For Paul, the success of the partnership stems from a sharing of core values. ‘I think this emphasis on excellence and quality means that our two organisations have an absolute synergy,’ he says. ‘Oxford’s commitment to excellence chimes very well with the foundation’s wish to fund infrastructure that underpins research of the highest international quality.’

Of the £30 million plus awarded nationally each year, roughly 85% is allocated to capital infrastructure. The reason for this, Paul explains, is the increasing scarcity of traditional forms of statutory funding: ‘All of the advice we get in talking to universities is that it is becoming more and more challenging to secure funding for buildings and equipment. At the same time, we know that in order to maintain status as an internationally competitive research institution, it is vital to keep investing in infrastructure. That’s hard to do at any time, but it’s particularly difficult at this juncture.’

Researcher in Noble Lab. Photo by John Cairns
  The Noble Lab is one of a number of laboratories in the Earth Sciences Building that was supported by the Wolfson Foundation. Photo by John Cairns

A substantial number of buildings in Oxford have either been constructed or equipped with the foundation’s support, including Wolfson College, the Earth Sciences Building, the Mathematical Institute, the Beecroft Building and the Stroke and Dementia Centre. The latter, which is being built on the John Radcliffe Hospital site, will enable researchers to undertake work that could have life-changing outcomes for patients.

‘Having a dedicated building for research into the prevention of stroke and dementia is going to be really advantageous, not only for the researchers, but also for the patients who take part in the research,’ says Paul. ‘It’s such an important area; the rates of both stroke and dementia are at such high levels that if the centre can provide new insights into them, it will have a profound impact on society.’

As part of its mission to fund places, the foundation also partners with central government to deliver the DCMS/Wolfson Museums and Galleries Improvement Fund. Established in 2000, the fund supports national and regional museums to improve the quality of their displays, enhance exhibition spaces and public access, and increase awareness of their collections.

To date, the partnership has committed some £2 million to the improvement of Oxford’s own cultural institutions, supporting projects that range from the redisplay of the Ashmolean’s founding collections, to the installation of innovative digital technology at the Pitt Rivers Museum.
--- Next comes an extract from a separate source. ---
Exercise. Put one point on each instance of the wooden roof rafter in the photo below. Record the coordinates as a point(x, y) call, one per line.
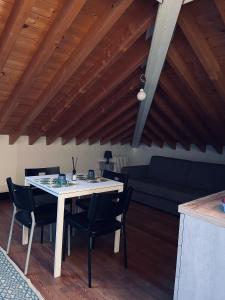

Ashmolean Story Gallery. Photo by John Cairns
  The Ashmolean Story Gallery was supported by a grant from the DCMS/Wolfson Museums and Galleries Improvement Fund. Photo by John Cairns

Although infrastructure projects take the lion’s share of funding, the foundation is keen to support people too. Oxford is one of nine UK universities involved in the Wolfson Postgraduate Scholarships in the Humanities Programme, which was established in response to concerns about funding for the humanities as well as the impact of increased undergraduate debt on postgraduate studies.

The programme has benefited 39 DPhil students at Oxford so far, with scholarships providing essential support as they conduct innovative research in the fields of history, languages and literature. ‘They’re always really fascinating, really talented people,’ comments Paul. ‘The ambition is that they are the research leaders of the future.’

On a personal note, Paul says he feels privileged to play a role in supporting the wide-ranging work being undertaken at Oxford: ‘I tend to get one or two days in the city each year wearing my Wolfson hat. Walking around, I know I’m never far away from something that has had some kind of Wolfson influence, and I have to say, that does feel very nice indeed.’